While this may be a boon for markets (because lower discount rates increase net present value of future cash flows), central banks can’t fix a health crisis. Rather, you need to enact measures like they have in Singapore, South Korea and China. For a start:
- Free provision of face masks
- Free testing for Covid-19 and government funded contact tracing and testing of contacts
- Ban on entry
- Temperature testing to enter in any location
- Massive government funded cleaning and sterilisation of public infrastructure.
So far, those who have argued that the virus will have a different impact in Western countries than it has in China have been repeatedly and completely wrong. It is not just a flu and it is an insidious invisible killer. There’s a good reason China is sterilising their cities.
In fact, John Hempton muses in this excellent podcast with David Clark (Inside the Rope) that rate cuts may exacerbate the issue since they encourage economic activity. What is needed to deal with this crisis is dampening economic activity, for a time.
I thoroughly recommend every investor listen to the above podcast which discusses the way an astute hedge fund has navigated this disaster and (more importantly) looks at how governments can deal with the emerging crisis.
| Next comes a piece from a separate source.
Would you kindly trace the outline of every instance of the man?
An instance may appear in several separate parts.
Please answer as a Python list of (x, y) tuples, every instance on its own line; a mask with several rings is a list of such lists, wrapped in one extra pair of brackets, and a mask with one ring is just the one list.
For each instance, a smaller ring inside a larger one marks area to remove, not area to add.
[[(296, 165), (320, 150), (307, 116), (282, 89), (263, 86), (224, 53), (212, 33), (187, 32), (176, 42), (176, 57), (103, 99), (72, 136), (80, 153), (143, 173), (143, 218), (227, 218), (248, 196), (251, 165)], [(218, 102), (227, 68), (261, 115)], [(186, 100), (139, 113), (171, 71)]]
John is understandably very concerned about the potential loss of life. As he points out, our primary priority should be protect our health and the health of our loved ones.
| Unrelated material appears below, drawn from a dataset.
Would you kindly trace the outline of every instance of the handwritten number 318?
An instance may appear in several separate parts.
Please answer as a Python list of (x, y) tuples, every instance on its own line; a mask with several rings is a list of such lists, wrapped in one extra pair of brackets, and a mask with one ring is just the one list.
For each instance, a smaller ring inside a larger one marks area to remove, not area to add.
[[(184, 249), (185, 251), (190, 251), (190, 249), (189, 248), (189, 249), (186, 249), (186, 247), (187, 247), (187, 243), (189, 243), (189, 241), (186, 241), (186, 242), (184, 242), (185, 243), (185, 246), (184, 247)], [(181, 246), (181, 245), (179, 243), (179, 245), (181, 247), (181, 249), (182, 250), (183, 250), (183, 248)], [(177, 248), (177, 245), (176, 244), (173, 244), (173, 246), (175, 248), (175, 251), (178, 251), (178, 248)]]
On top of that, he makes the argument that ultimately markets will price for outcomes of the pandemic, which are uncertain, unknown, and (in my opinion) looking worse by the day. This is the key fact I think many investors are missing. They are anchoring to past prices in a pre-pandemic world or they are looking at unprecedented charts that are technically oversold. But I think ultimately markets will reflect the range of real-world outcomes arising from the pandemic.
However, that wasn’t the most important part of the podcast. Rather I think the most important bit of advice was when John said at the end:
“If you think that the winner at the end is the guy that holds the biggest pile of cash… you’re tempted to do silly things in order to be the winner… If you think that the winner at the end is the person that has the good stable family relationships and the happy children… then you’re not tempted to risk what you have and need for what you don’t have and don’t need. And that remains my advice always: don’t risk what you have and need for what you don’t have and don’t need.“
Whether or not markets continue Friday’s pop today, I will likely take the opportunity to raise more cash by selling shares. For me, the policy responses that will make me feel more confident are the responses that will actually reduce death, suffering and economic impact from the virus, rather than simply pumping up markets with ever lower rates.
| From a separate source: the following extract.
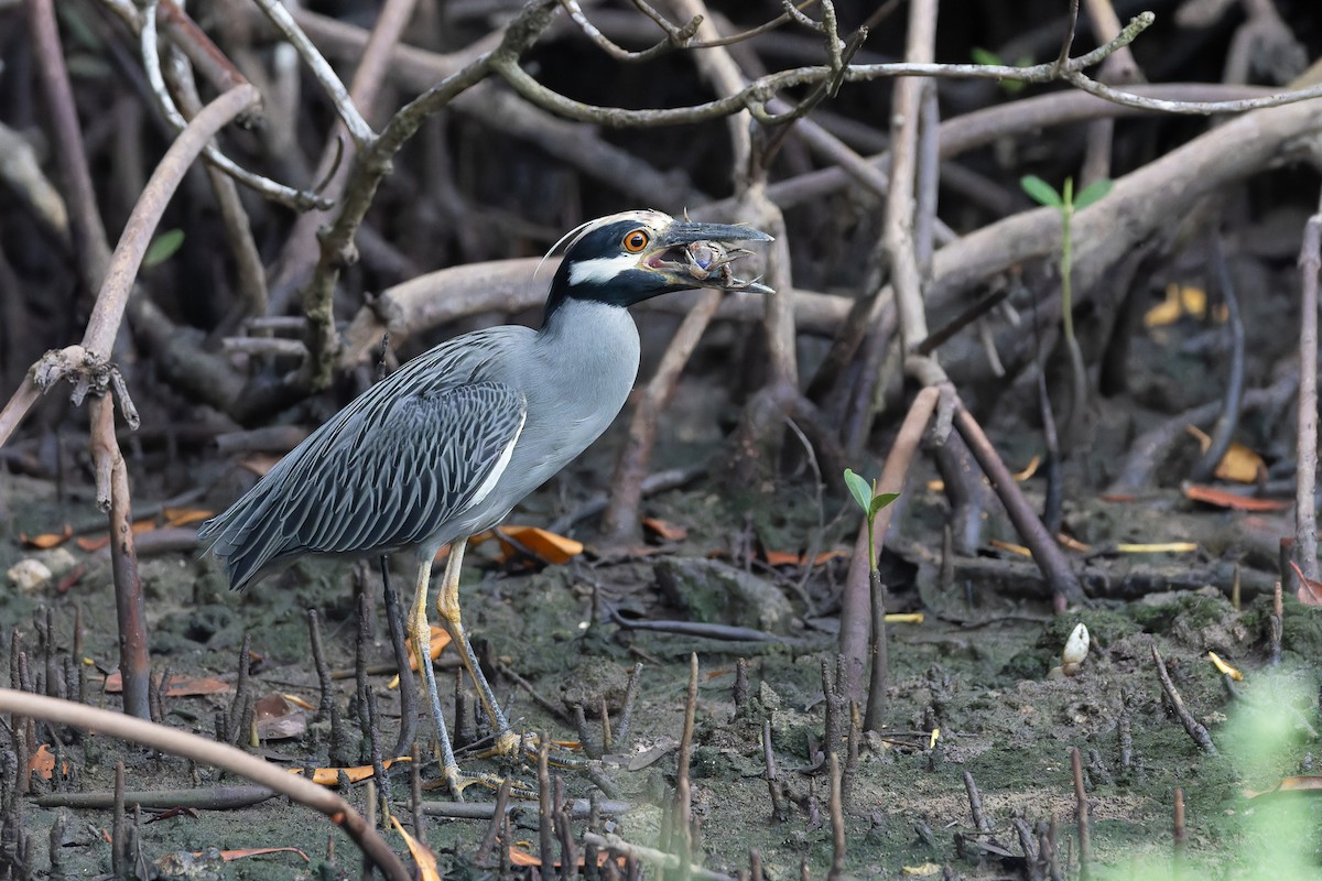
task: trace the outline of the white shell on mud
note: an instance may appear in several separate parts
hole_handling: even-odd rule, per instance
[[[45,563],[28,557],[9,567],[5,577],[21,593],[36,593],[50,584],[54,576],[50,575],[50,568]]]
[[[1066,649],[1060,652],[1060,666],[1066,667],[1067,674],[1069,672],[1067,664],[1075,664],[1075,671],[1077,671],[1077,666],[1088,656],[1088,626],[1080,622],[1066,639]]]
Increasingly, I believe we are going to suffer a recession or depression as a result of this pandemic. For the sake of my family I want to make sure I am in a strong position to be buying as much stock in good quality companies during the darkest days. If I’m wrong, and equity markets have already bottomed, then I will still benefit as stocks rise (although my gains will be less than otherwise). If I’m right I will benefit greatly as I am able to buy good quality businesses of distressed sellers in the darkest of days.
And I do not believe that we are in the darkest of days; the data tells me this is the (relative) calm before the storm. As I write, ASIC has announced that certain institutions must limit the volume of shares they trade. That means that there will be less liquidity and less efficient markets.
Does that sound like something that happens at the bottom of the market?
I am increasingly concerned that regulators are acting like communists and am scared that they will either ban short selling or actually just start buying equities like “team China” does. Therefore, I will also likely reduce my short positions (and gain more cash that way). Of course the flip side is I will also lose downside “protection”.